48 Hours – 4 Stars

The best of the buddy-cop genre, I got a chance to watch this 1982 release last night with my boy. This was Eddie Murphy’s kinetic debut as hustler Reggie Hammond, released from prison for 48 hours under the brutal watch of Detective Jack Cates (Nick Nolte) to hunt for Hammond’s ex-partners, who have gone on a cop-killing spree in San Francisco. The film catapulted Murphy to stardom. It was also the first picture to feature a Saturday Night Live comedian in a raw, crime story.

The film holds up well. Murphy is very funny but he does not treat every scene as an opportunity to do a bit or schtick.  Rather, he picks and chooses his moments, trusting in the story directed and mostly written by Walter Hill. He has one virtuoso scene, when he poses as a cop to roust a redneck bar, but even there, where he puts a knife to a man’s face and tells him, “I’m your worst fu***** nightmare, I’m a ni**** with a badge”, he is in keeping with the picture’s tough tenor. And Nolte’s Cates is brutal, unpleasant and an unrelenting racist, almost shockingly so, given our current advanced ethos. Given that we’re dealing with tough cops and criminals, the racial dynamic is not off-putting.  It just adds to the tension.

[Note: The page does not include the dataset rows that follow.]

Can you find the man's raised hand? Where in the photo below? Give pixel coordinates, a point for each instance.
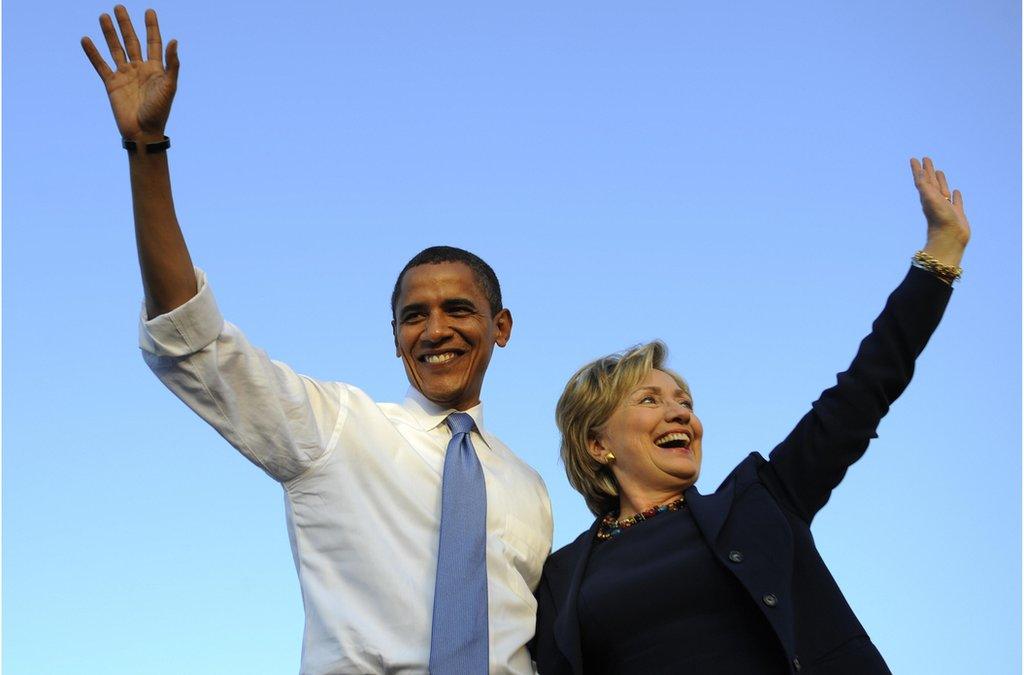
(140, 90)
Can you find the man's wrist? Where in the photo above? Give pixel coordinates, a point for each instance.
(155, 146)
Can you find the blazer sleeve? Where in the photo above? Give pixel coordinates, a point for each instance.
(804, 469)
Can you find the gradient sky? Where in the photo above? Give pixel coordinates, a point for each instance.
(730, 177)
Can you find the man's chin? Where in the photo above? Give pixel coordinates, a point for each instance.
(445, 396)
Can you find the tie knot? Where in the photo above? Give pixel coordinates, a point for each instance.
(460, 423)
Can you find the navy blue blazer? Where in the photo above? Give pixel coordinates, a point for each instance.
(758, 521)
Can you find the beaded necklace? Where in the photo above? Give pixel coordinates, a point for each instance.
(612, 528)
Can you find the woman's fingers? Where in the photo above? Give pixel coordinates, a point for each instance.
(97, 61)
(113, 43)
(128, 33)
(154, 43)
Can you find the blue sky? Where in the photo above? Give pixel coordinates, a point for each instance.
(729, 177)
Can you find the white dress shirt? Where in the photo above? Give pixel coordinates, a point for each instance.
(361, 484)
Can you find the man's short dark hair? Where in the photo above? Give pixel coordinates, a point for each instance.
(485, 277)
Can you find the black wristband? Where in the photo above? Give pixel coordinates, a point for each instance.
(151, 149)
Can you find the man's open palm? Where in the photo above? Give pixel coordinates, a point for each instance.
(140, 91)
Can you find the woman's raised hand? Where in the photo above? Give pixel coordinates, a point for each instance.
(140, 90)
(948, 229)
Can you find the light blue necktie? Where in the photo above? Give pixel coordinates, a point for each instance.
(459, 632)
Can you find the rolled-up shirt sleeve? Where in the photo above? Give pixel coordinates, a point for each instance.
(282, 421)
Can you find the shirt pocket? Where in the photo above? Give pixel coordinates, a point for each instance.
(526, 549)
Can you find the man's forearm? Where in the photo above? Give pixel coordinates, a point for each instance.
(163, 256)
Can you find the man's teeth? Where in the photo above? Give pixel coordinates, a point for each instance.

I was also surprised by the gritty brutality of the movie. The body count is high, but rather than explosions and elegant slo-motion, Hill takes more of a Sam Peckinpah approach. The shootings are bloody and awkward, not stylized. And the bad guys – Albert Ganz (James Remar) and Billy Bear (Sonny Landham) – are scary bad.

James Horner’s original music (he’s been nominated 5 times and won for his scoring of Titanic) is apt, a moody mix of jazz and Asian chimes.  Hill also uses San Francisco to his full advantage, mixing the grimy feel of Bullitt and Dirty Harry with a little early 80s glitz.

It has a few weaknesses. Annette O’Toole, for whom I have had my own weakness since Robby Benson’s One on One

is wasted as Cates’s suffering girlfriend. And the finale, where Cates and Hammond just “play a hunch.” is a bit lazy. Still, this is a solid crime picture.